Dive Brief:
- The latest Detroit Public Schools corruption case sees former director of grant development Carolyn Starkey-Darden accused of billing the district $1.275 million from companies she created for non-existent tutoring services.
- The 69-year-old spent seven years submitting false documents with fabricated test scores, attendance records, parent signatures and personalized learning plans, the Detroit Free Press reports, noting a 2008 email that instructed an employee at a tutoring firm owned by her husband to put in real student information "when and if we get real ones."
- Starkey-Darden was a 38-year employee of the district, and DPS Transition Manager Steven Rhodes called the federal crime "inexcusable" and "a clear violation of the public trust that has robbed our students and staff of nearly $1.8 million in resources."
Dive Insight:
Starkey-Darden and husband Anthony Darden reportedly caught the FBI's attention in 2011 due to $6.1 million in federal funds meant for tutoring at underperforming schools that ultimately landed in the hands of their after-school tutoring firms Grants-N-Such, MI Learning Unlimited and The Learning Unlimited Companies.

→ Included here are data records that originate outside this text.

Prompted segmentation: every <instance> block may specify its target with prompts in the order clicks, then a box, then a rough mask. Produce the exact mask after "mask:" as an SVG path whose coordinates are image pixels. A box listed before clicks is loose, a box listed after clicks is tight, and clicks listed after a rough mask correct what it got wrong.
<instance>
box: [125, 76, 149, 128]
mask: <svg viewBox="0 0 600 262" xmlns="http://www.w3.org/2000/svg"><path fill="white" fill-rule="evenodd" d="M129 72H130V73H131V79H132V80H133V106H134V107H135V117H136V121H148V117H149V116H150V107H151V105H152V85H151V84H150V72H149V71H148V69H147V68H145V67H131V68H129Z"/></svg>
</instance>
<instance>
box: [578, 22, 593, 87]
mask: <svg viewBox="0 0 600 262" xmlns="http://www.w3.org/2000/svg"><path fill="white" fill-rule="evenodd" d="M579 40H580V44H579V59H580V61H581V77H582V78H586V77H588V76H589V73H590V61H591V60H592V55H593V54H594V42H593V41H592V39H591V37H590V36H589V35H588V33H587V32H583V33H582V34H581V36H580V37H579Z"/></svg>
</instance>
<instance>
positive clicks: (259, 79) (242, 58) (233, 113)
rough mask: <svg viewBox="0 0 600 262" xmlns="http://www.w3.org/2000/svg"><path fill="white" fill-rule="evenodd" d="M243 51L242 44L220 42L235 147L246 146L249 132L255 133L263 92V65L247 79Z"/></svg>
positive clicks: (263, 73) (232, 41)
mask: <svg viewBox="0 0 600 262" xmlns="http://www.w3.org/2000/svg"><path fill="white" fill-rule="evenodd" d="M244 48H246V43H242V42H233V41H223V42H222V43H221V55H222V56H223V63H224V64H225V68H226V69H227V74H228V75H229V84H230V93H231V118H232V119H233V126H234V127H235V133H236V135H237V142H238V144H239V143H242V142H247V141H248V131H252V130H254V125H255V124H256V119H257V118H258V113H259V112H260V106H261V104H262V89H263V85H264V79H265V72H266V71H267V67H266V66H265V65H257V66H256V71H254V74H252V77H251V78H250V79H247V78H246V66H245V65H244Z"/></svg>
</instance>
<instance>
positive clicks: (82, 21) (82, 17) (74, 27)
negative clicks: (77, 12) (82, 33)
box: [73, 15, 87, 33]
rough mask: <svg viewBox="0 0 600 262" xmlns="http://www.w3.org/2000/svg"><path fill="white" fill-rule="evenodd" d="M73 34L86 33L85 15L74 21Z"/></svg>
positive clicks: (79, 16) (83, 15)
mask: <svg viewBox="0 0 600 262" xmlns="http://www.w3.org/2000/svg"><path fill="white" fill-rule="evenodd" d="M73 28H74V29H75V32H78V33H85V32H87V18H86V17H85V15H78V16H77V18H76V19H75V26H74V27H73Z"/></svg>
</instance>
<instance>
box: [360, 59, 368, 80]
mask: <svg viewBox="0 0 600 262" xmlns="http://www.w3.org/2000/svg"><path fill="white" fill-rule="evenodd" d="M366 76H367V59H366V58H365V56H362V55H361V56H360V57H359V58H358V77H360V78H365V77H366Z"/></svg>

Detroit's schools have been plagued with issues for several years now, from the failures of the state-run Education Achievement Authority to a recent investigation revealing the alarming state of disrepair of many buildings. Add to that a number of scandals, including a $2.7 million school supplies kickback scheme by 14 DPS employees and an investigation of former chief academic and accountability officer Barbara Byrd-Bennett, who also found herself embroiled in scandal as Chicago Public Schools CEO, and there's no easy fix for the city's public schools in the near term.